Government flips on ASIC levy for charities
By Denis Moriarty, Group Managing Director, Our Community
UPDATE: Credit where credit is due. After a chorus of universal outrage the government has now seen the light and exempted charities from the ASIC levy. Have they learned their lesson? Will they now acknowledge that charities are a vital Australian resource that ought to be encouraged rather than a gang of leftie grifters out to con the public? Here’s hoping. Watch this space….
What we'd said about the earlier proposal
The Australian government apparently wants Australians to pay close scrutiny to the ways in which the nation's charity sector law is a confusing and counterproductive mishmash of pointless complication. If the government ever thinks you're in danger of forgetting, in fact, they send somebody round to kick you hard in the head to regain your attention. Just now, to come to cases, they're imposing a $320 per year levy on charities that are also companies, on the grounds that those ones are registered with ASIC as well as with the ACNC.
This makes no sense at all. ASIC doesn't have any actual responsibilities for regulating companies that are charities - they've passed that job to the ACNC, along with any associated costs. The levy is simple extortion.
If the government actually liked not-for-profits, rather than seeing them as annoying grit in the gears of the juggernaut, it would simply exempt the charities caught up in this.
Headlines like "Australian charities pay the price with new ASIC levy", though, are way too broad.
Only about 12% of NFPs are charities, and only about 12% of those are companies. Most charities are state-regulated incorporated associations, or even unincorporated associations, and they won't have to pay. Neither will trusts, or cooperatives, or statutory authorities.
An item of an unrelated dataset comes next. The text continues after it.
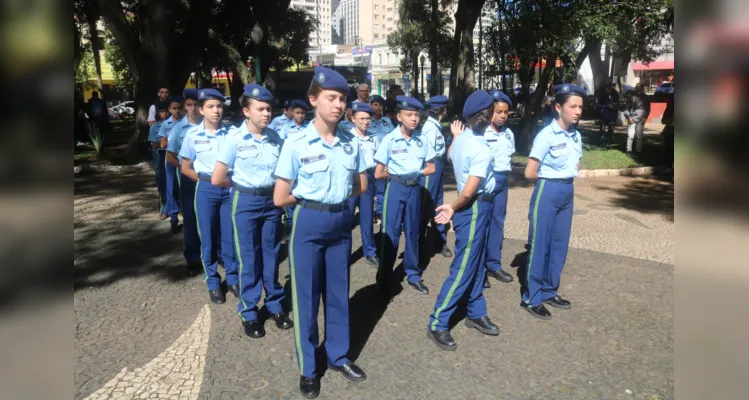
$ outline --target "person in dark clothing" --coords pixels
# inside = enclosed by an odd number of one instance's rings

And while I don't want to see everybody suffer just to make things tidy, this inequality of impact does mean that once again Australian organisations doing identical good things for identical good reasons will be treated entirely differently just because of a legal formality that means nothing to them at any other point in their existence.
It's all rather like section 44 of the Constitution, when you come to think of it - the one that's been randomly bouncing MPs out of their seats on the basis of their parents' citizenship. Someone took a decision 20 or 50 or 100 years ago, everybody got on with their lives, and then out of a clear blue sky a legal quibble hits you like a thunderbolt.
You'd think that the Parliament would be a bit more sympathetic to the sector's complaints, all things considered, given their own problems with the hangover of inappropriate English laws. You might even hope that somebody up there in Canberra would want to fix the underlying problem, which is that the whole not-for-profit sector is staked out directly over the yawning rifts in the Australian federal system.
Companies are national, charities are national, associations are state-by-state, and how hard can it possibly be to agree that what Australia needs is one single authority covering not-forprofits, one single regulator, and one single legal form? Let's finally struggle out of this viscous bog. Have the states hand over their powers to the Commonwealth, as they've done in other areas. Sort out tax on the basis of what you do, not what you are.
Here at Our Community we're often asked whether prospective not-for-profit community groups should start up as companies or as incorporated associations. For small groups, the decision has now become much simpler: stay as far away from the feds as possible. Is that really what the government wants?